Neural crest cells are affected by a number of environmental factors including other cells, extracellular matrices, growth factors, and hormones. Neural crest mesenchyme differentiates when it is influenced by nearby epithelial cells. The timing of these interactions is also critical for differentiation. Interactions are often preceded by neural crest being trapped in locations rich in type II collagen. The interaction between epithelia and neural crest may be as a result of a diffusible ion or molecule - termed as "long-range diffusion mediated epithelial mesenchymal interactions". The epithelium could alternatively deposit a product into the extracellular matrix on which the neural crest migrate. Another method of interaction could be direct contact of neural crest and epithelium. This however, is the least likely method of interaction, since basal lamina and extracellular matrices prevent such an interaction.
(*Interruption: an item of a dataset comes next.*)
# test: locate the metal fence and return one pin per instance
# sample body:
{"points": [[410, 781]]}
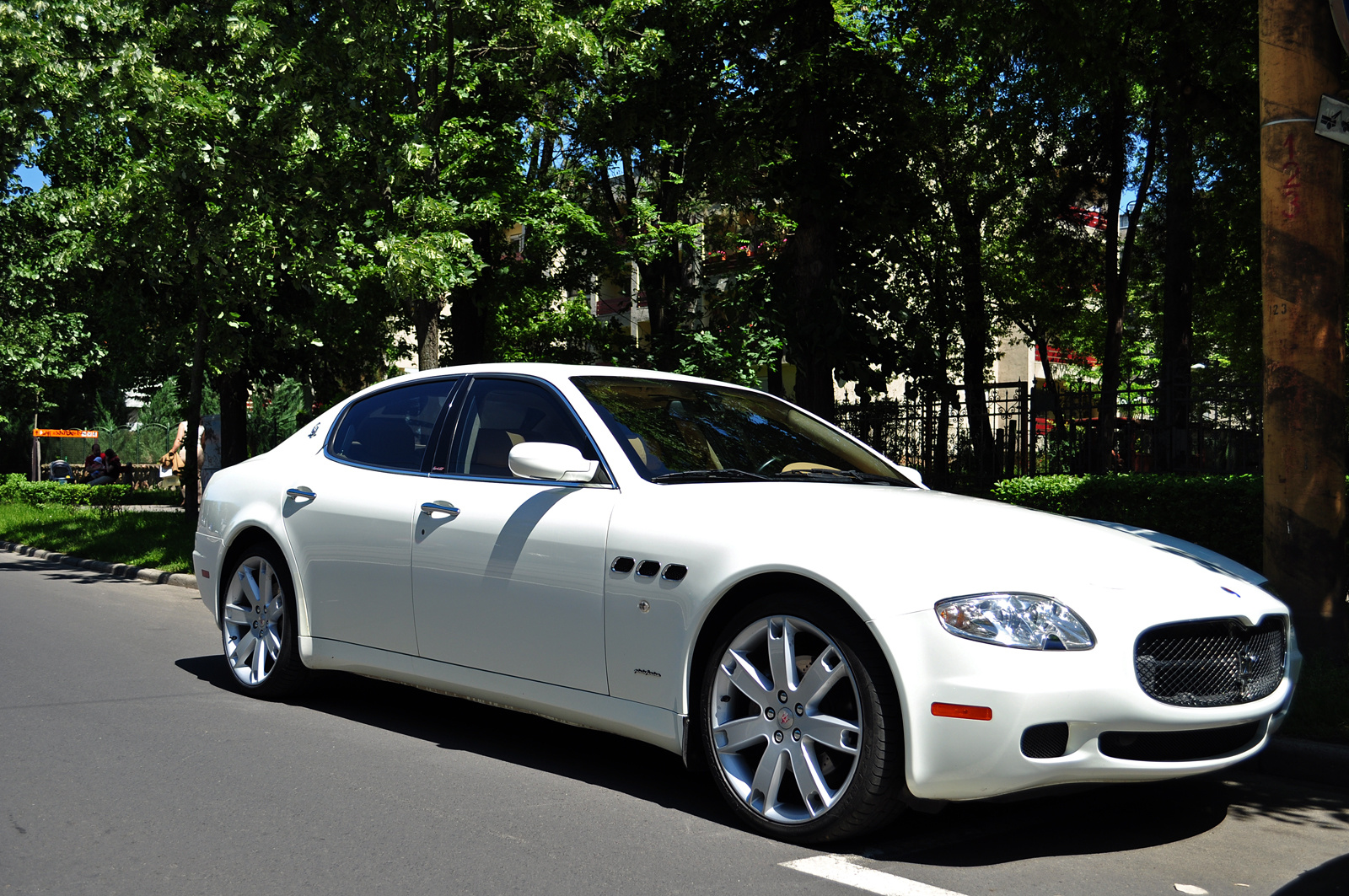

Different environmental stimuli have been shown to affect the neural crest in various ways. Glial growth factor - a growth factor that suppresses the tendency of cells to become neurons - causes neural crest to differentiate into Schwann cells. BMP-2 and BMP-4 are known growth factors that cause differentiation of neural crest cells into autonomic neurons. Exposure of the same cells to growth factor beta causes a differentiation into smooth muscle. When neural crest is associated with FGF and then a subsequently exposed to nerve growth factor, the cells become sympathetic neurons. A known molecule produced by heart cells converts post-mitotic sympathetic neurons from a norepinephrine transmitter neuron into an acetylcholine secreting neuron.